Assault and Battery Probe at GCC – “Its time to clean-up our act” says GCC Chairman

GCC has been rocked by accusations of physical abuse by one of its longest standing members.

Holed up in his sparsely furnished, dark and damp room, The Yellow Bin revealed to Upswinger the anguish and pain it has suffered over recent years which have reached an unprecedented level this season.

Will Smith last week

“Saturdays and Sundays are the worst” said The Bin. “During the week things are quiet around here – it’s a nice quiet place to live. But come the weekend all hell breaks loose. Most weekends it starts just after 130pm. Particularly if the 1s are at home and Will Smith is opening the batting! Those are the worst days. Its used to be fine when Armitage opened up. He could be relied upon to score a few. But Smith …. he has a real temper on him. There’s another chap, as well. Cross Lewis I think they call him – a Big Lad. He was fine last year but he’s obviously got into bad company over the winter. This year he’s been giving me a battering straight after Smith most Saturdays”.

Finding it difficult to control his emotions, The Bin continued: “It’s the waiting I can’t stand. Usually there is a shout from outside and then a minute or so later someone comes in releasing F and C bombs like its the Blitz. Usually it takes them 4 or 5 swings before they manage to hit me (and then its usually only a nick) but it still hurts. I may only be a bin but I have feelings as well you know. They’re not all bad though. Tom Ferry has never ever hit me (or anything else as far as I can tell) whilst that nice Michael Deeks often tidies me and the kit bag up at the end of the game. And I haven’t seen him for a while, but there was a bloke called Balkinshaw who used to come in and bash his helmet rather than me”.


“What I need is a break away from all this.” added The Bin. “I have a distant cousin who I might visit. He’s green, and much bigger than me, and lives on a small country estate nearby. He’s a real part of the team and often takes part in bowling practice. He has a great life: tuna sandwiches and swiss roll most weekends. All I get are empty Lucozade bottles, chewing gum and a load of stumps. I’d take the old boundary markers with me as well. They are really depressed at the moment – what’s going to happen to them? They cant go back to being guttering – there’s so little call for that nowadays.”

GCC Chairman Toby Tomlinson confirmed that action would be taken against anyone found to be physically harming other members of the club. “Its just not acceptable in this day and age” said Tomlinson. “Some of us fail every weekend and don’t feel it necessary to give The Yellow Bin what for. From a personal point of view I go home and kick the cat”. he added. The cat was not available for comment.

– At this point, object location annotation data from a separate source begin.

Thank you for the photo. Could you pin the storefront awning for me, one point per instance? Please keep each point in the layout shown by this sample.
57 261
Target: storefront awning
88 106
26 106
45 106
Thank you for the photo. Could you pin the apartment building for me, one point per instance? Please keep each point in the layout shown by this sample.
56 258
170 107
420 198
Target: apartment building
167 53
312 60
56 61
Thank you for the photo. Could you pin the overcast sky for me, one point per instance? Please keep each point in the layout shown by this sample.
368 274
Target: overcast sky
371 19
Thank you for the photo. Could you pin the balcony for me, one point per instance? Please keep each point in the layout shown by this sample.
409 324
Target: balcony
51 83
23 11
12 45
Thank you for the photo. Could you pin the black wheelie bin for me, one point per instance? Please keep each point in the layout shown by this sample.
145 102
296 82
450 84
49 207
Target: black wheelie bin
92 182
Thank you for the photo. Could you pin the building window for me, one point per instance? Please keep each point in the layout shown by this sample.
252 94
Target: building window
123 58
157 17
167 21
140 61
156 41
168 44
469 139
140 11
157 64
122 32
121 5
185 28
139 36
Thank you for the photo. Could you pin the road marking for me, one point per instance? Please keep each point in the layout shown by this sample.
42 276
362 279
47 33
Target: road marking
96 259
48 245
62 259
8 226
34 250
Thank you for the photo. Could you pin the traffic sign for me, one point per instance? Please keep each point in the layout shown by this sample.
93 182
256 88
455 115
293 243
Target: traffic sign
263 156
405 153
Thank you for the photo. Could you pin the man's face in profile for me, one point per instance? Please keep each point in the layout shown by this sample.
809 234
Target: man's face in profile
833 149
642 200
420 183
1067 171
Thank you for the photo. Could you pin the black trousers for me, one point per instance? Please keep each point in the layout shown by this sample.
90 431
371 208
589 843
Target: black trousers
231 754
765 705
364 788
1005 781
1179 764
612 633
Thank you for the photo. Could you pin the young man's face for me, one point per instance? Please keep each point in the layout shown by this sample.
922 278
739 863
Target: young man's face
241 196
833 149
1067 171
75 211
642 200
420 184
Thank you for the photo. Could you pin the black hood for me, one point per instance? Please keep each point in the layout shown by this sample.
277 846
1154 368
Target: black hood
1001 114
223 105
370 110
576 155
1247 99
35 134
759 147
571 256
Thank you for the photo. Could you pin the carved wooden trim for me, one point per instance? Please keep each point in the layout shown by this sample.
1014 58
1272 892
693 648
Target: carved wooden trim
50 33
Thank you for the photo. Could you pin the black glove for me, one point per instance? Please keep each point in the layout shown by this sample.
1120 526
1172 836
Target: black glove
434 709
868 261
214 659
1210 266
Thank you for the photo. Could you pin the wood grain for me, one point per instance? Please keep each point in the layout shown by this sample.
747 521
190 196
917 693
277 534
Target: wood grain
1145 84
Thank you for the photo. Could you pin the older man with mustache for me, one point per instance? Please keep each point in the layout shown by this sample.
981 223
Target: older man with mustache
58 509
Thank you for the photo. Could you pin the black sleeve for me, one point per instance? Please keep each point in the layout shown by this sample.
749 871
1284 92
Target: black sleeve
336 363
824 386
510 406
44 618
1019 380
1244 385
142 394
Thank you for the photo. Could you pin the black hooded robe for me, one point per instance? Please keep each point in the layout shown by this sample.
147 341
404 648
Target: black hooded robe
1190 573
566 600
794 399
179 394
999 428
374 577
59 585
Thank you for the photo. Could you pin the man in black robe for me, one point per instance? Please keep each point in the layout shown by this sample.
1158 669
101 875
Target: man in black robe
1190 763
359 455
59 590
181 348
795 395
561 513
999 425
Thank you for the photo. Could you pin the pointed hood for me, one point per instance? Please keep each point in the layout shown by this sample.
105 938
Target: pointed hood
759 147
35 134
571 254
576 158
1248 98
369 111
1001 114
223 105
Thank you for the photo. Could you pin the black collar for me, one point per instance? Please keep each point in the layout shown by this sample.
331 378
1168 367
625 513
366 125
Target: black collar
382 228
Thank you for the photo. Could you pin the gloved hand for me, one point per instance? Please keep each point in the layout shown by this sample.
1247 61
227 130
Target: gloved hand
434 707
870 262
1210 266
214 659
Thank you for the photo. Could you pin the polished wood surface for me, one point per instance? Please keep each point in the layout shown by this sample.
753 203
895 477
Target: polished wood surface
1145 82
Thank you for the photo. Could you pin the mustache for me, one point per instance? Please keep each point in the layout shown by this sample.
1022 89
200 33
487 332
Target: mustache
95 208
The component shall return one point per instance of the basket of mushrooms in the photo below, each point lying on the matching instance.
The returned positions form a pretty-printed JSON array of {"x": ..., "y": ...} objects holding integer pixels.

The Yellow Bin accepted no fee for this story. Instead, Upswinger has made a donation to the NSPCB (National Society for the Prevention of Cruelty to Bins).


One response to this post.

  1. Posted by Benson Privet on June 18, 2010 at 10:29 am

    Allegedly the Bin has been taken into a Witness Protection Programme and has been assigned a new identity as a Bollard. After being filled in with concrete he now has the roll back in his step, and has taunted Smith and Lewis prior to this Saturday’s home game, saying he is “bang up” for facing a few of their “piffling deliveries”.